One of the company’s main efforts is the interaction the city has on Facebook, which has more than doubled to 5,000 likes, or followers, since it took over managing the account.
“Our activity is basically to populate Facebook, Twitter and social media and the website with content news, stories and event that are pertinent to the constituency here in Jeff,” Williamson said. “The newsletter was a printed version of the activities we would do. Not everybody is connected to social media and the web, so we provide another area to do that.”
He added that the company is getting ready to launch a new website it has been working on for the city’s parks department, which is how the company became involved with Jeffersonville originally. ProMedia was hired to redesign Jeffersonville’s website when Moore’s administration took office.
The purpose behind hiring ProMedia to act as a third-party contractor for the city’s communications was to reach a compromise between the city’s administration and council over what was been disseminated in Jeffersonville’s name.

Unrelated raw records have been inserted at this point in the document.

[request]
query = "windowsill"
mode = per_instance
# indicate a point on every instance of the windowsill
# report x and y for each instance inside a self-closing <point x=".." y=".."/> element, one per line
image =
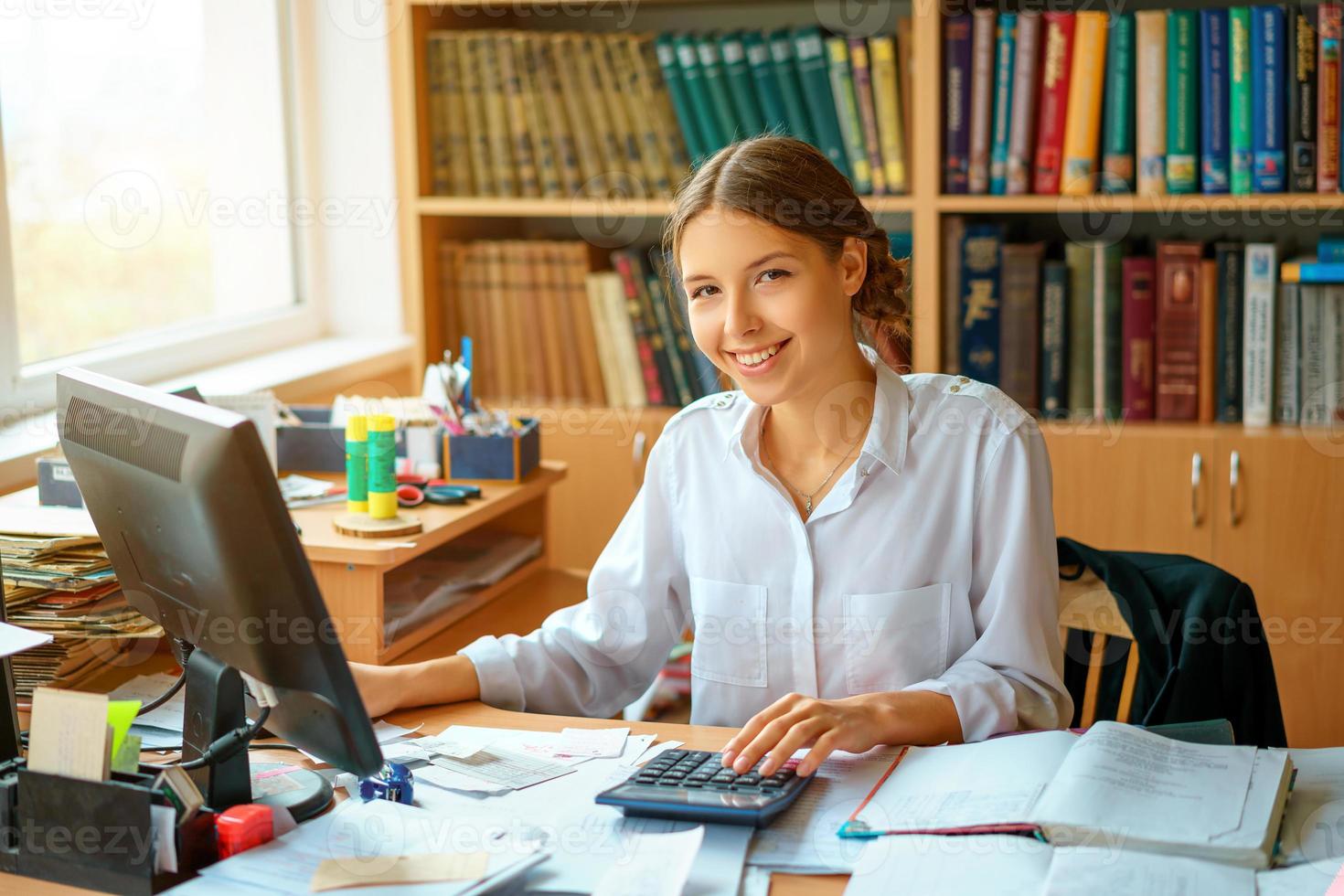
<point x="304" y="369"/>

Despite highlighting the council in some content and having an open-door policy for communication, Williamson said no one took him up on the offer.
“When I, time and time again, requested council members to engage with me in communication and to let them know this vehicle is theirs, this is their ability to communicate with people, they chose not to,” Williamson said.

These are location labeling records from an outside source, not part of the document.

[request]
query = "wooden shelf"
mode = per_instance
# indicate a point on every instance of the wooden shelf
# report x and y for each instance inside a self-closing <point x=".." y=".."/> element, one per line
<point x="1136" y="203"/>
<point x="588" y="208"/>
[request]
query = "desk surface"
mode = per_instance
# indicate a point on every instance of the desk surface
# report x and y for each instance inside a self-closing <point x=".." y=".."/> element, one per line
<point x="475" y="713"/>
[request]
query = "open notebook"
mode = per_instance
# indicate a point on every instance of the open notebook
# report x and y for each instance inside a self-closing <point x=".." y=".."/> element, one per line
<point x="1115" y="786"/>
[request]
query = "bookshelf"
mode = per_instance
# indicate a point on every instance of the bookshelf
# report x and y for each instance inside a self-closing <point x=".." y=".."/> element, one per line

At the time Moore contracted with ProMedia in 2012 he said it should resolve concerns the council had cited about the position being under the administration’s direction.
City Councilman Bryan Glover, during the board of public works meeting in which the contract was approved for ProMedia, he said it was an excellent compromise that satisfies both the administration and the city council.

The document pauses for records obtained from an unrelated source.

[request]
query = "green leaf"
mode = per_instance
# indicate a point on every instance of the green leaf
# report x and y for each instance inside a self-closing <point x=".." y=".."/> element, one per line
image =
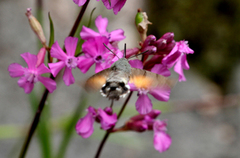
<point x="80" y="41"/>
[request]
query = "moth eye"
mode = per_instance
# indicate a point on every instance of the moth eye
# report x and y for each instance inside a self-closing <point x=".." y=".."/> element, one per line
<point x="122" y="84"/>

“They wanted to take the political nature out of the position, I think this actually does that,” he said in 2012. Glover, however, abstained from voting on the contract.
However, the cuts made to the budget, removing the communications department, were seen as a political move.
“I think it’s obvious, the council does not want transparency,” Moore said. “They are not interested in keeping the people of Jeffersonville informed.”
And Moore was not the only one who saw the move as politically motivated.
“For a city like Jeff to have such a robust communications initiative up and running for them, at such a little expense, and then for the city council to say there is no value to that, it’s just mind-boggling to me,” Williamson said. “It seems to me it is very politically motivated.”
But Sellers said the council’s intention was to cut only the city newsletter.
She added it is necessary to have someone maintain the city’s websites, but added she would like to see the council address the quarterly newsletter.
“There has to be a better way to get that out because it’s very expensive,” Sellers said.
Zastawny agreed and said he was not pleased with the newsletter, especially the most recent version that was produced.
He added that he was obviously unhappy when the contract with ProMedia was approved and would like to see the city move back to having an individual employed by the city act as its communications director.
“[I] preferred an employee, because they were in-house,” Zastawny said. “I think that was missed with the contract with ProMedia.”
Zastawny, Sellers and Councilman Nathan Samuel were all members of the city council when the communications director position was first created in 2007.
Sellers said the city does need some sort of communications effort. “We need something,” she said. “I don’t see how we can just drop it.”